Il fascismo in noi

«Infine, il nemico maggiore, l’avversario strategico: il fascismo (laddove l’opposizione de L’Anti-Edipo agli altri suoi nemici costituisce semmai un impegno tattico). E non soltanto il fascismo storico di Hitler e Mussolini, che ha saputo mobilitare e impiegare così bene il desiderio delle masse, ma anche il fascismo che è in noi, che possiede i nostri spiriti e le nostre condotte quotidiane, il fascismo che ci fa amare il potere, desiderare proprio la cosa che ci domina e ci sfrutta». Così Michel Foucault, nella sua Introduzione alla vita non fascista, scritta nel 1977 quale prefazione all’edizione statunitense dell’opera di Gilles Deleuze e Félix Guattari, L’Anti-Edipo.

Se qualcuno provasse oggi a pronunciare parole simili a quelle del filosofo francese, verrebbe di certo accusato di sterile utopismo e vano intellettualismo. E però, io credo che ancora adesso il problema sia da porsi in quei termini: finché non risolveremo il problema che abbiamo con il potere, fino a quando non riusciremo a superare quel nostro complesso, più profondo quanto più si sale nella scala delle posizioni sociali, non riusciremo davvero a liberarci da quell’incubo che, realizzandosi nella storia, può diventare tutto quello che abbiamo già conosciuto.

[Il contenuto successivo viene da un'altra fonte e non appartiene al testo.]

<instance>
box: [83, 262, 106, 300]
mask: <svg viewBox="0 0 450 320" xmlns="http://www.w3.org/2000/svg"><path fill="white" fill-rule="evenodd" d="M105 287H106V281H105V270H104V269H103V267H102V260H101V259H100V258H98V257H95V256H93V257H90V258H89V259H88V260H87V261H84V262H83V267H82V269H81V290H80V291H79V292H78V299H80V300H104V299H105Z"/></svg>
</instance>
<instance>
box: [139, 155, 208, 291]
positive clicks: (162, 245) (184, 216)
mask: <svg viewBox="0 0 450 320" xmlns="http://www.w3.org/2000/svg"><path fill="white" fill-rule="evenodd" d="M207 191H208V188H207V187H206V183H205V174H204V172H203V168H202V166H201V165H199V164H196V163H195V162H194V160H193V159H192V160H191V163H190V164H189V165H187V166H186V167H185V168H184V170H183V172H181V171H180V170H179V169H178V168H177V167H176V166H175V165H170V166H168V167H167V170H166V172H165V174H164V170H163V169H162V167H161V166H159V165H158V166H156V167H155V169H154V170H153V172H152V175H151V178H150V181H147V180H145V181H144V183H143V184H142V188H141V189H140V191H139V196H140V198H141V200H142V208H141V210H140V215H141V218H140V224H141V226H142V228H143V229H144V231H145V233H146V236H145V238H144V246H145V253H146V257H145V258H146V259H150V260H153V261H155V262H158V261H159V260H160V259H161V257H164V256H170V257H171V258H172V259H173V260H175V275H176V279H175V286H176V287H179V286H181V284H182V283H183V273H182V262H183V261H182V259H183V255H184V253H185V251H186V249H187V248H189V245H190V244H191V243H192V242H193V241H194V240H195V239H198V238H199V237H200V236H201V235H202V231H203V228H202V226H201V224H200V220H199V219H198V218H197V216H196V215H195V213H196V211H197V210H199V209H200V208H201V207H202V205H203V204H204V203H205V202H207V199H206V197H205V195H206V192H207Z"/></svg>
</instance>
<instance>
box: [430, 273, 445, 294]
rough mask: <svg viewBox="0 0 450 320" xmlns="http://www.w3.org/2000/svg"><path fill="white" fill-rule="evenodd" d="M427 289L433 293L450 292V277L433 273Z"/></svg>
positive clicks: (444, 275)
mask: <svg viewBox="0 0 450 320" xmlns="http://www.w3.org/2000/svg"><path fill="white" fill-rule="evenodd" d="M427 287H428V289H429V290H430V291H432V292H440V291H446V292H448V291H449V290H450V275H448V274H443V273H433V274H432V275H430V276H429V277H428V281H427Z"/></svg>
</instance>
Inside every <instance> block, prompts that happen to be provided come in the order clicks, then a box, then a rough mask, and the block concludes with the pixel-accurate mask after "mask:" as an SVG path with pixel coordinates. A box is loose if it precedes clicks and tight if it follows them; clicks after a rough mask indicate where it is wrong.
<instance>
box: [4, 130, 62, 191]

Due anni prima di quelle frasi dell’autore di Sorvegliare e punire, Pier Paolo Pasolini, rilasciando a Furio Colombo quella che sarebbe poi diventata la sua ultima intervista, disse d’aver «nostalgia della gente povera e vera che si batteva per abbattere quel padrone senza diventare quel padrone», perfettamente simili a esso, «uguali al padrone, altrettanti predoni, che vogliono tutto a qualunque costo». Quanto suonano queste come quelle!

A guardarla in quest’ottica, quanta parte del nostro anti-fascismo non sarebbe “non fascista”? Volevano combattere il fascismo, quel padrone e quel potere, o solo sostituirsi a esso i tanti che contro gli puntarono le proprie armi? E vogliono davvero opporsi al potere o solo prenderne il posto i tanti che ora si dicono “antisistema”, oppositori o resistenti?

Come non ricordare le parole di Giustino Fortunato all’avvento del regime fascista in Italia: «non è una rivoluzione; è una rivelazione». La rivelazione di un vizio antico, quello che vuole le classi borghesi non interessate a cambiare la natura del governo delle cose, ma ad assumerne il comando, e quelle sottostante ad ambire a farsi borghesi, a prendere “la roba”, con le immagini e le derive che Giovanni Verga ci ha illustrato nel suo mirabile ciclo di novelle.

Perché se quello contro cui, strategicamente, metteva in guardia Foucault è vero in generale, in un Paese di piccola borghesia come il nostro è ancora più vero. Qui, dove lo Stato è diventato una sorta di idolatria per quei gruppi al cui interno, e solo al suo interno, possono trovare soddisfazione per la propria sete di potere, e per esigenze più semplici, quando non di mera sopravvivenza economica e occupazionale, in un eterno ripetersi di fascismo e anti-fascismo, che non è “non fascista” in quanto col primo condivide la prosecuzione del mito del potere e dell’idolatria statale, incapace di mutare radicalmente la situazione e volgere verso una diversa, e autonoma, organizzazione del governo e della politica, dei rapporti di produzione e del confronto e conflitto fra le parti sociali.

E tornano, a chiudere, i pensieri di Carlo Levi: «Noi non possiamo oggi prevedere quali forme politiche si preparino per il futuro: ma in un paese di piccola borghesia come l’Italia, e nel quale le ideologie piccolo-borghesi sono andate contagiando anche le classi popolari cittadine, purtroppo è probabile che le nuove istituzioni che seguiranno al fascismo, per evoluzione lenta o per opera di violenza, e anche le più estreme e apparentemente rivoluzionarie fra esse, saranno riportate a riaffermare, in modi diversi, quelle ideologie; ricreeranno uno Stato altrettanto, e forse più lontano dalla vita, idolatrico e astratto, perpetueranno e peggioreranno, sotto nuovi nomi e nuove bandiere, l’eterno fascismo italiano».